Rachel Braun Papers
Scope and Content Note
The collection contains the papers of the American Soviet Jewry movement activist, Rachel Braun. The materials include the 1979 Soviet Union tour diaries, complimented by photos and related news clippings.
The collection consists of one folder.
Dates
- 1979
Creator
Access Restrictions
The collection is open to all researchers, except items that may be restricted due to their fragility, or privacy.
Use Restrictions
No permission is required to quote, reproduce or otherwise publish manuscript materials found in this collection, as long as the usage is scholarly, educational, and non-commercial. For inquiries about other usage, please contact the Director of Collections and Engagement at mmeyers@ajhs.org.
For reference questions, please email: inquiries@cjh.org
Historical Note
The Papers of Rachel Braun represent one collection housed within the Archive of the American Soviet Jewry Movement (AASJM). These papers reflect the effort, beginning in the 1960s through the late 1980s, of thousands of American Jews of all denominations and political orientations to stop the persecution and discrimination of Jews in the Soviet Union. The American Soviet Jewry Movement (ASJM) is considered to be the most influential Movement of the American Jewish community in the 20th century. The beginnings of the organized American Soviet Jewry Movement became a model for efforts to aid Soviet Jews in other countries, among them Great Britain, Canada, and France. The movement can be traced to the early 1960s, when the first organizations were created to address the specific problem of the persecution and isolation of Soviet Jews by the government of the Soviet Union.
In January of 1979 an undergraduate student at Gratz college, Rachel Braun (then known by her maiden name Rachel Avi Eisenberg of West Hartford, CT), took a tour of the Soviet Union under the guise of a tourist. The real purpose of the trip was to secretly meet Soviet Jews, deliver messages and material aid for Refuseniks and Soviet Jewish Prisoners of Conscience, and to collect information and requests for future visitors from the West. On this trip she was accompanied by a La Salle college student, Carol Polin. The trip was co-sponsored by the Jewish Campus Activities Board run by the Jewish Center of Atlantic Beach, and by the Student Struggle for Soviet Jewry (SSSJ). During the trip the young women visited Leningrad and Moscow, meeting the Fradnik, Zelinger, Volovsky, Prestin, Abramovich and Yakir families, Natalia Khassina, and other Refuseniks.
Extent
1 Folders (1/8 linear foot)
Language of Materials
English
Abstract
The collection contains papers of the American Soviet Jewry movement activist Rachel Braun.
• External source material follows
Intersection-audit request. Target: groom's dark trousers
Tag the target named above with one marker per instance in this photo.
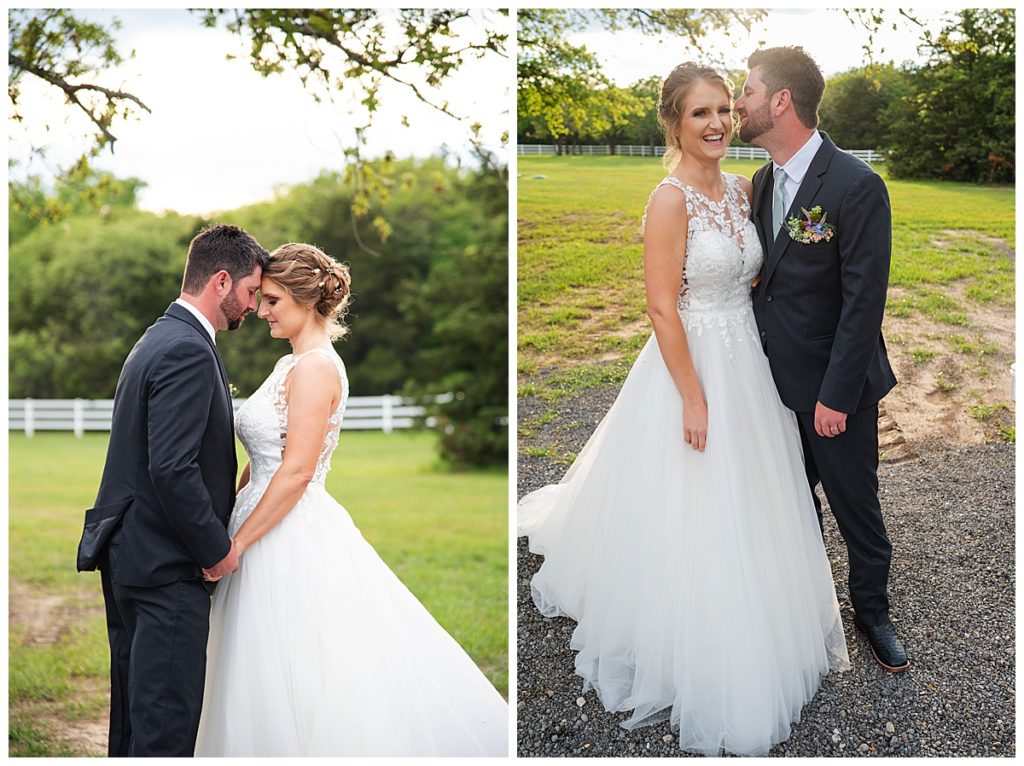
(160, 518)
(818, 308)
The materials focus on the tour of the Soviet Union she took in 1979, under the guise of a tourist, with the intention to secretly meet Soviet Jews, deliver messages and material aid for the Refuseniks and Soviet Jewish Prisoners of Conscience, and to collect information on their circumstances. The materials include diaries, photos and clippings.
Physical Location
Collection is located in Consolidated Box P28.
Acquisition Information
Donated by Rachel Braun in 2007.
- Title
- Guide to the Rachel Braun Papers, 1979 *P-967
- Status
- Completed
- Author
- Processed by Andrey Filimonov
- Date
- © 2013
- Description rules
- Describing Archives: A Content Standard
- Language of description
- English
- Script of description
- Latin
- Language of description note
- Description is in English.
Revision Statements
- November 2020: RJohnstone: post-ASpace migration cleanup.